Dolci colombelle! teneri usignoli! i vostri singulti e sospiri sono diretti ai boschetti profumati; ma io non posso più sognare alla loro ombra; la voce del deserto vi raggela; per me è invece desiderabile: e al primo chiaro di luna, questa voce lugubre echeggerà nell’aria. Sovrano della sua solitudine, il gufo uscirà dal tronco cavernoso di una vecchia quercia, appollaiato sui rami che nascondono il suo regno di muschio, i suoi suoni terrorizzano l’amante in pena che conta i minuti dell’assenza; fanno trasalire la madre che veglia il letto del figlio con la febbre: ma consolano l’infelice che ha rimesso alla tomba tutto ciò che ha amato sulla terra . . .

 

Spesso questo canto lugubre ti desterà! Sventurato giovane! Per parlarti della morte e dell’eternità: spesso sveglia anche me; e se, diversamente da te, non m’ispira versi sublimi, come a te m’ispira il distacco dal mondo e l’amore per la solitudine.




  

TIMO

 

VITALITÀ

 

 

Insetti di tutte le forme, scarabei di tutti i colori, api operaie, farfalle leggere, circondano senza posa i ciuffi fioriti del timo. Forse quest'umile piantina appare a questi leggeri abitanti dell'aria, che non vivono che una primavera, come un immenso albero antico quanto la terra, coperto di foglie sempreverdi su cui i fiori troneggiano come superbe anfore, colme di miele a loro uso. I greci consideravano il timo simbolo della vitalità; di certo, avevano osservato come il suo profumo, sollecitasse la mente, e fosse benefico per gli anziani cui restituiva forze, agilità e grinta. La vitalità è una qualità battagliera associata da sempre al vero coraggio. È per questo che un tempo le dame ricamavano spesso, sul mantello dei loro cavalieri, un'ape che ronzava intorno ad un ramo di timo. Questo doppio simbolo aggiungeva che colui che l'aveva adottato avrebbe messo dolcezza in ogni azione.






VALERIANA ROSSA 

 

MITEZZA

 

 

La valeriana dai fiori rossi delle Alpi cresce nuovamente nei nostri giardini. Il suo manto è splendente, ma sempre un po’ scomposto.

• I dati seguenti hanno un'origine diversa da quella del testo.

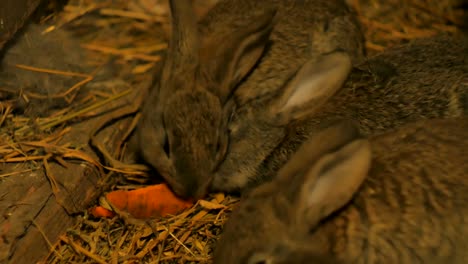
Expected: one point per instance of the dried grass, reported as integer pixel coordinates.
(130, 31)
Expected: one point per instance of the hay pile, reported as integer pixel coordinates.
(129, 36)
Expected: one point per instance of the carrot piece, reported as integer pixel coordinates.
(99, 211)
(149, 202)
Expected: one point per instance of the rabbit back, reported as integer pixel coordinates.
(411, 207)
(424, 79)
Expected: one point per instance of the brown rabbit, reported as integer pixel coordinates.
(240, 51)
(427, 78)
(409, 205)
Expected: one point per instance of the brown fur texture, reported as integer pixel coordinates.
(241, 51)
(427, 78)
(407, 205)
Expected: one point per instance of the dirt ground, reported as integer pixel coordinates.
(97, 57)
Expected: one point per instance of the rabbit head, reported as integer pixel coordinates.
(426, 78)
(309, 88)
(274, 219)
(396, 197)
(182, 133)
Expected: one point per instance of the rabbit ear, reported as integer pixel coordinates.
(314, 84)
(184, 43)
(329, 184)
(227, 58)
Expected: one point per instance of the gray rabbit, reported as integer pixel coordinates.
(427, 78)
(396, 197)
(241, 52)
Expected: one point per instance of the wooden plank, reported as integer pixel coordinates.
(35, 216)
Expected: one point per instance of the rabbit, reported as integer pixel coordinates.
(239, 51)
(426, 78)
(395, 197)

Questa figlia delle montagne mantiene fra i fiori coltivati un portamento rustico che le conferisce un’aria disarmonica facendola apparire fuori posto; ciononostante questa bellezza goffa deve la sua fortuna ai suoi meriti; la radice è eccellente contro la maggior parte delle malattie che provocano debolezza; il suo infuso aguzza la vista, riaccende lo spirito, allontana la malinconia; fiorisce quasi tutto l’anno; la coltivazione la impreziosisce, ma non dimentica mai la sua origine campestre, e la si vede preferire alle aiuole i fianchi di un’arida collina, o la cima di uno scalcinato muro. Le valeriane dei boschi e dei prati hanno le stesse virtù e qualità della valeriana rossa; ma la mano del giardiniere la trascura, perché manca della docilità che caratterizza quella delle Alpi.